Don’t miss out on Current in New Orleans, October 29-30th — save 30% with code PRM-WEB | Register today

Leveraging Confluent Cloud Schema Registry with AWS Lambda Event Source Mapping

Écrit par

Introduction

In our previous blog post, we introduced two ways that Confluent Cloud can integrate with AWS Lambda. One option is using Lambda’s Event Source Mapping (ESM) for Apache Kafka®, wherein Lambda creates a consumer group, consumes records off the provided topic, and triggers the Lambda function. The record is polled by the ESM, and the consumed record subsequently acts as the event data provided to (and processed by) the Lambda function. Earlier this year, we published a blog post showing how the Provisioned Mode for Kafka ESM can be used to build high-throughput event streaming applications with Confluent and Lambda. Since the release of this capability, customers have used this integration for workloads across call center analytics, airline ticketing and personalized notification systems, and image processing analytics. Due to customer interest in leveraging the simplicity of this integration for their event-driven Kafka applications, the Lambda team has released another enhancement to ESM to include support for Avro, Protobuf, and Confluent Schema Registry.

What’s the Point of Schema Registry Anyway?
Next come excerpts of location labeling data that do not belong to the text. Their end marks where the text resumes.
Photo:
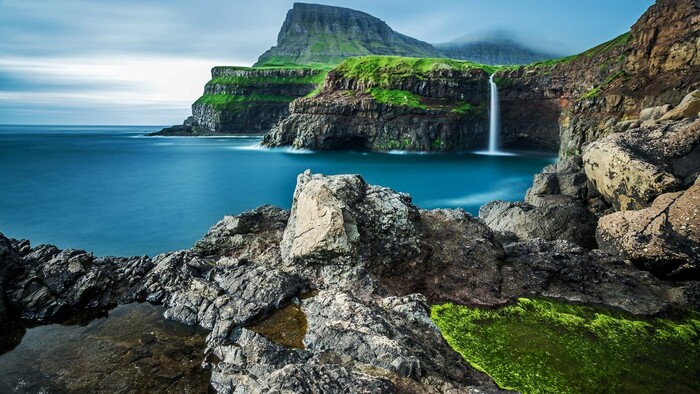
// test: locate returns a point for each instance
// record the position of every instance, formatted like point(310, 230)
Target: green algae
point(538, 346)
point(287, 327)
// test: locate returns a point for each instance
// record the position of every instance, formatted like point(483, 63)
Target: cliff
point(387, 103)
point(240, 100)
point(573, 101)
point(492, 51)
point(314, 33)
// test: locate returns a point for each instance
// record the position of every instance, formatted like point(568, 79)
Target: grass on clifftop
point(276, 80)
point(397, 97)
point(538, 346)
point(230, 101)
point(383, 71)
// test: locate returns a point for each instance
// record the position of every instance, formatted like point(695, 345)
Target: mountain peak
point(314, 33)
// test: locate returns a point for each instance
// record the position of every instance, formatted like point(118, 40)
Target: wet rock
point(565, 271)
point(653, 113)
point(631, 169)
point(47, 283)
point(663, 239)
point(253, 233)
point(450, 115)
point(565, 221)
point(688, 108)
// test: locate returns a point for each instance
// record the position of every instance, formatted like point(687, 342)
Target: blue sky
point(137, 62)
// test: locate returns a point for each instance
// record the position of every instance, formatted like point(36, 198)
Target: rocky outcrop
point(571, 222)
point(632, 168)
point(314, 33)
point(396, 105)
point(565, 183)
point(577, 100)
point(562, 204)
point(663, 239)
point(246, 101)
point(359, 263)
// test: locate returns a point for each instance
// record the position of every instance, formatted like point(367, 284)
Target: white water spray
point(495, 118)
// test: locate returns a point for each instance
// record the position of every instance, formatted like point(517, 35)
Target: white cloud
point(112, 80)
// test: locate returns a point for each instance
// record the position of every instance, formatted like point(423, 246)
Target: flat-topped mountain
point(495, 50)
point(315, 33)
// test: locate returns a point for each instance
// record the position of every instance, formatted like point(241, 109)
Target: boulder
point(568, 221)
point(631, 169)
point(663, 239)
point(688, 108)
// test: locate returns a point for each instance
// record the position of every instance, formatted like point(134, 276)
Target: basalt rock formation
point(570, 102)
point(388, 103)
point(247, 101)
point(314, 33)
point(358, 264)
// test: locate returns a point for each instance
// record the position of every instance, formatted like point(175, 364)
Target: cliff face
point(246, 101)
point(573, 101)
point(388, 103)
point(498, 52)
point(315, 33)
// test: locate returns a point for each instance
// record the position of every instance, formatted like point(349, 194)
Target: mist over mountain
point(499, 47)
point(314, 33)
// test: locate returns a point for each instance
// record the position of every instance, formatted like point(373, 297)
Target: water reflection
point(132, 350)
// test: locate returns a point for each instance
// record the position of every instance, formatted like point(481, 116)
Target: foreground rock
point(631, 169)
point(663, 239)
point(359, 264)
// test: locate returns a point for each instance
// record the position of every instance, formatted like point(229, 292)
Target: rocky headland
point(570, 102)
point(391, 103)
point(246, 101)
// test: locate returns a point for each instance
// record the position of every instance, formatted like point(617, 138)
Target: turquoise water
point(109, 190)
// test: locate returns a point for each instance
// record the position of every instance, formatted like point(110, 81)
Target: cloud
point(104, 84)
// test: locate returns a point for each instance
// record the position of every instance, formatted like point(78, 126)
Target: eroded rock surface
point(664, 238)
point(360, 262)
point(631, 169)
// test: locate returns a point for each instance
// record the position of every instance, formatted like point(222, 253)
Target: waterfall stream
point(495, 118)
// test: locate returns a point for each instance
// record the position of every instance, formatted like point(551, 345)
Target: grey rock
point(654, 113)
point(571, 222)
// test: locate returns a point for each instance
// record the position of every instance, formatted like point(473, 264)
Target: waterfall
point(495, 118)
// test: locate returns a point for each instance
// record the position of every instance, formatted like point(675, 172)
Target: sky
point(144, 63)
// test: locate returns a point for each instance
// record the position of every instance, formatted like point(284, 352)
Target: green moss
point(503, 82)
point(232, 102)
point(465, 108)
point(538, 346)
point(274, 80)
point(387, 71)
point(399, 98)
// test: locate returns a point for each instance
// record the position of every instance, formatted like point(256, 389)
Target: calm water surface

Schema Registry provides a centralized repository for managing and validating schemas for topic message data as well as for serialization and deserialization of the data over the network. Producers and consumers to Kafka topics can use schemas to ensure data consistency and compatibility as schemas evolve. Thus, Schema Registry is a key component for data governance, helping to ensure data quality, adherence to standards, visibility into data lineage, audit capabilities, collaboration across teams, efficient application development protocols, and system performance.

A schema, on the other hand, defines the structure of message data. It acts as a blueprint for data, describing the structure of data records, the data types of individual fields, the relationships between fields, and any constraints or rules that apply to the data. In practice, it facilitates data sharing and interoperability between different systems and organizations by ensuring that the data is consistent and accurate and that it can be efficiently processed and analyzed no matter where it’s sent. You can learn more about the benefits of using Schema Registry from the Confluent documentation.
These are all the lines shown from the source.